Many teenagers and even adults found themselves shocked after encountering Howard Zinn’s incredible work, A People’s History of the United States. In it, we discovered more about our history—its richness, its vastness, its horrors and triumphs—than we’d ever learned in American History class at school.
Though Zinn has sadly passed on, his wonderful works remain. One work that young people may be particularly interested in is A Young People’s History of the United States. The two volumes, now available in a single paperback edition, include a telling of America’s history fit for ages nine through twelve. Any well-rounded historian, teacher of history, and surely student would get rich education from Zinn’s book.
The views from people often excluded from traditional history books—including slaves, women, workers, immigrants, and Native Americans—are all included in this very important book. These people make up the backbone of America but are rarely heard from in most history books. Their stories, experiences, and opinions are important for both young and old people in understanding America’s complete history and formation. Why is America the way it is today? How did American people become who they are? People cannot provide a thorough answer to these questions without taking into account the actual voices and lives of America’s people from both its colonization as well as before.
Christopher Columbus, for example, is traditionally hailed as an American hero; many people, yours truly included, instead think of him as a violent oppressor, the father of slave trade and Native American genocide. Native Americans surely do not view him in the light that most Americans do—just as Jewish people would not view Hitler, who also demanded mass extermination, imprisonment, and land takeovers, in a positive light. Instead of being told the same story over and over again, we hear about Columbus’s arrival through the Arawak Indians rather than white settlers or Western historians.

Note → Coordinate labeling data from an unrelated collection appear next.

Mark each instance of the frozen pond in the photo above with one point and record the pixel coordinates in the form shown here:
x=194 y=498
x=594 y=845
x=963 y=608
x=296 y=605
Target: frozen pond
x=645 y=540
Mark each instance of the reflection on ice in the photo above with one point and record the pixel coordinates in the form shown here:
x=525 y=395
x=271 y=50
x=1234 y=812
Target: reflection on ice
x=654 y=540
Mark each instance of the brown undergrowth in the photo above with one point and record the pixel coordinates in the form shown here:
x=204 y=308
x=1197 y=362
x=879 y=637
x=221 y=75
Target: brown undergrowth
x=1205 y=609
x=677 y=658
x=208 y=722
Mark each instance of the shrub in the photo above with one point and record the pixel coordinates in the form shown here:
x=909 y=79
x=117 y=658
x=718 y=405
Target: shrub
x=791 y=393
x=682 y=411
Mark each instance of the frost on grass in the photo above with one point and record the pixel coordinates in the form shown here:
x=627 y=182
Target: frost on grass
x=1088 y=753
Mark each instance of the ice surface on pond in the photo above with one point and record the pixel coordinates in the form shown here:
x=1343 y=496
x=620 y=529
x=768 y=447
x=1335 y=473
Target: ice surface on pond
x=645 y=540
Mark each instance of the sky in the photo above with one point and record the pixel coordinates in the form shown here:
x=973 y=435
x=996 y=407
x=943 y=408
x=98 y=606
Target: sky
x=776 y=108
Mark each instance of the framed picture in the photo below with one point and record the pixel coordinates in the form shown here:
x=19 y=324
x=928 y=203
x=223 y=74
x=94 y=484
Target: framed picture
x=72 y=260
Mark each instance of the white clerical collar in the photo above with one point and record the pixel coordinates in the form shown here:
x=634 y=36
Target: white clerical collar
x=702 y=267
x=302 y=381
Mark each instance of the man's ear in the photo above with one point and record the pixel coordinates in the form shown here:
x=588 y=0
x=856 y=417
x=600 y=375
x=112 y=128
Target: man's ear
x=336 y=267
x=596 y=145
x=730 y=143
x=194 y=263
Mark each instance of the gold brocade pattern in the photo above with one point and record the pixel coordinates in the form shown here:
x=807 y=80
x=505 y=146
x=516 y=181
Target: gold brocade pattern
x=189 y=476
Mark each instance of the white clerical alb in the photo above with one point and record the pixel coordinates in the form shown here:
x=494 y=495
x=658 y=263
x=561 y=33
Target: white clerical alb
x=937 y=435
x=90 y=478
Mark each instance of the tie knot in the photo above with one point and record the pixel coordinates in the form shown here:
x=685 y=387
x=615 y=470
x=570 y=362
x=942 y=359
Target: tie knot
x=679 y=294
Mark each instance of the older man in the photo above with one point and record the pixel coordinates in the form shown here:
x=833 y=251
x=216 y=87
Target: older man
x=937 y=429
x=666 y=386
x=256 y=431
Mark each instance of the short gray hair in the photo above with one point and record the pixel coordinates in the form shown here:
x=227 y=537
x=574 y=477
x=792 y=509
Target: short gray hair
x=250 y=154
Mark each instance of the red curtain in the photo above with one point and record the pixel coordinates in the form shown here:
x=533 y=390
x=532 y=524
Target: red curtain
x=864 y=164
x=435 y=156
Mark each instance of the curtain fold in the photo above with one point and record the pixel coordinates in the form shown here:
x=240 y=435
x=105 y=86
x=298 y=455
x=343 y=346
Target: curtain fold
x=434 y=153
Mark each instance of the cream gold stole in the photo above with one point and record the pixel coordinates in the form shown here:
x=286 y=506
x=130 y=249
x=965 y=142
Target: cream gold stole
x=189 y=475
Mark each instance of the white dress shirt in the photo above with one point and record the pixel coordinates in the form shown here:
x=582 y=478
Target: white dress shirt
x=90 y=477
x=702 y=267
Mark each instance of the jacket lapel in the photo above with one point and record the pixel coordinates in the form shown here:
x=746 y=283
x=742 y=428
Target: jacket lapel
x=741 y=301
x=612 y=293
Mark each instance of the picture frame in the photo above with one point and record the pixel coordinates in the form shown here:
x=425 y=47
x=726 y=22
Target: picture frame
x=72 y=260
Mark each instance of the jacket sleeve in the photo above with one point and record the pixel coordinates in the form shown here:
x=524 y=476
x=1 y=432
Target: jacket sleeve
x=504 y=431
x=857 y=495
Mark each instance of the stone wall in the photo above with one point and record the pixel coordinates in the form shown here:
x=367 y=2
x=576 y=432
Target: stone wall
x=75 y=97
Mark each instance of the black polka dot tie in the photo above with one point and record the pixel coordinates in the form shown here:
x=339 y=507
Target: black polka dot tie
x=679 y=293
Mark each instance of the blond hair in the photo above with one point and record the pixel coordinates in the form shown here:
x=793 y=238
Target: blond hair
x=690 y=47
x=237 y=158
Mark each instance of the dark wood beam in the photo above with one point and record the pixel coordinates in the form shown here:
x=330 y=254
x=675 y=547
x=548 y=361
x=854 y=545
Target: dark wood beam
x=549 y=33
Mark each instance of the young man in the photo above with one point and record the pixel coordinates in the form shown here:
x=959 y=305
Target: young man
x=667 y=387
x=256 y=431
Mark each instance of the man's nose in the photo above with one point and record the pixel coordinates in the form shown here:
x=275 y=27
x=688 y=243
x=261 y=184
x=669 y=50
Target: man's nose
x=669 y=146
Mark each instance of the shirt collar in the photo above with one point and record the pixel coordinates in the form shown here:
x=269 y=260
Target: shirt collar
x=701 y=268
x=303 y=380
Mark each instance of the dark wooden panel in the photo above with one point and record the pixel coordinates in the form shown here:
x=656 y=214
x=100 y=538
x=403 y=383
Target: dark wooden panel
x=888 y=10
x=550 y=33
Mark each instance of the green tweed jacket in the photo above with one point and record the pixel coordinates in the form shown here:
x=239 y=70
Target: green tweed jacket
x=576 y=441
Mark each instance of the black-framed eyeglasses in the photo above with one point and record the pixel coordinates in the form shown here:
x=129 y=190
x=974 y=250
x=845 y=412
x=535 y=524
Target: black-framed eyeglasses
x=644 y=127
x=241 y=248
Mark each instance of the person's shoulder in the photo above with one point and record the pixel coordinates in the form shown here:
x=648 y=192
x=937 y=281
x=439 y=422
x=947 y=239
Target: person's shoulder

From then on, we continue to hear about history through the experiences of people we normally have no recollection of—the women’s rights movement activists, the workers’ rights struggle and plight of the early American worker, the Civil Rights Movement and the people who made it happen. Though viewed by some as controversial and radical, Zinn’s educational book is nothing short of absolutely necessary; America’s history isn’t simply the stories of generals, but those of the people who struggled to make a life here for themselves and their families as so many continue to do today.